ホームズの子孫の役に立ちたい
ハティーさんの言う通り、塔の出入り口となる鉄のドアには厳重に鍵がかけられている。ホームズさんからピッキングで簡単に開けているんだろうな。

「いつ頃から幽霊の噂はあったんですか?」

「入学した頃、メアリ先生が授業中にみんなに教えたんです。「あの塔には幽霊が出るから近づいてはいけません」って」

この会話を、ホームズさんとワトソン先生は聞いている。何かわかったらすぐに連絡をくれるはずだ。

「このドア以外には出入り口はありますか?」

「いえ、秘密の扉などはなかったはずです」

古くなり、薄汚れたその不気味な塔を私は見上げる。そして、ホームズさんならこうするだろうなと考えた。

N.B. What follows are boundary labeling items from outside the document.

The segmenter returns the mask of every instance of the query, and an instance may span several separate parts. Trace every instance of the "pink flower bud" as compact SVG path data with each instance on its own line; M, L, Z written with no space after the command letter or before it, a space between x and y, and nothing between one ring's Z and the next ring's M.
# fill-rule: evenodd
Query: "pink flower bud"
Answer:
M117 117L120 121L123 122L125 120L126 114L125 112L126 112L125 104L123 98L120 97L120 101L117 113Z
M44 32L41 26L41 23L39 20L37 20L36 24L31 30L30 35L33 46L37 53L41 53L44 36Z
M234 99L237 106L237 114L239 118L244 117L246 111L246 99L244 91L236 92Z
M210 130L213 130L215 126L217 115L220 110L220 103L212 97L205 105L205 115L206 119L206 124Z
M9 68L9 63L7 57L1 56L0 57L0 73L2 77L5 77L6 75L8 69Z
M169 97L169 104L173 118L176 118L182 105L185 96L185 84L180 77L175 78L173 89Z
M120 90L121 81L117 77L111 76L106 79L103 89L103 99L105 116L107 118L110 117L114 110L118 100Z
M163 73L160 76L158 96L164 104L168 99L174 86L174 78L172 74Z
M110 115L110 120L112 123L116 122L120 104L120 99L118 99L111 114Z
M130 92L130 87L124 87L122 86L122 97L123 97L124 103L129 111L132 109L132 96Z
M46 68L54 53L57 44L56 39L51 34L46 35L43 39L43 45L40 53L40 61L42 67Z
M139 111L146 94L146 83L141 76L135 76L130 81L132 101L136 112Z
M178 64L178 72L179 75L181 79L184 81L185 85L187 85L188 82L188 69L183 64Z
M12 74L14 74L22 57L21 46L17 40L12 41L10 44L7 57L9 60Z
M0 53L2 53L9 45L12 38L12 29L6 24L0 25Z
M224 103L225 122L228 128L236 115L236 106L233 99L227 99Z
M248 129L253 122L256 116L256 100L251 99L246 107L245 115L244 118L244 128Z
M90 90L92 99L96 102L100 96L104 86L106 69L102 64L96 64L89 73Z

「夜中に、もう一度来てみます。ハティーさんは危ないのでここにいてください」

私の強い言葉に、ハティーさんはコクリと頷いていた。



その日の夜中、私はベッドを抜け出して懲罰塔へと足を進める。本来なら、生徒が出歩いてはいけない時間だ。

私は右手に懐中電灯を握り、左手に持ったスマホは耳に当てられている。ホームズさんと話しているんだ。